With that Kimberly Dunn rose and headed back to the Institute. In her young life she had seen and admired many campaigns designed to demonize an opponent. And now, given the opportunity, she was determined not to disappoint Morgan McBride.
It was the right thing to do for America, the principled thing. Americans needed to understand just what a monster Vaughn Carroll was.
Kimberly Dunn had also noticed the Senator staring at her legs throughout their discussion. Knowing that, she realized a stint on the Minority Leader’s staff could be just the thing needed to propel her career forward.
She agreed with the Senator.
She wasn’t going to spend the rest of her life as a staffer to others. Kimberly Dunn knew she had the right stuff and was determined to use all of it to get whatever she wanted.

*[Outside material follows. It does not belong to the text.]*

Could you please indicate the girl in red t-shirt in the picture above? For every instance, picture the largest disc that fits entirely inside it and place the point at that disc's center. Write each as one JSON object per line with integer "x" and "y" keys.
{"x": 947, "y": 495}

Having disposed of a number of issues requiring urgent attention, Wayne Taylor finally asked his secretary to arrange for the White House Operator to make a series of telephone calls that would stretch over what was left of the day.
The first and most important was to a number at the E. Barrett Prettyman U.S. Court House in Washington. Within moments Judge Vaughn Carroll’s secretary answered the phone.
“Office of Chief Judge Vaughn Carroll,” she announced.
“Yes, this is the White House Operator calling. Wayne Taylor, the chief of staff to President Long, would like to speak to Judge Carroll. Is he available?”
“Let me check,” Judge Carroll’s secretary replied, placing the White House on hold and using the intercom to buzz her boss.
“What is it, Anna?” Judge Carroll asked.
“It’s the White House, Judge; a Mr. Wayne Taylor, the chief of staff to President Long. He’d like to speak to you.”
“Is he on the line or is it his secretary or the White House Operator?” Vaughn Carrol asked.
“It’s the White House Operator, Judge.”
“Then tell her I’m not available and will call back later, Anna. Give it an hour and then call back, but make sure Taylor himself is on the line before you buzz me.”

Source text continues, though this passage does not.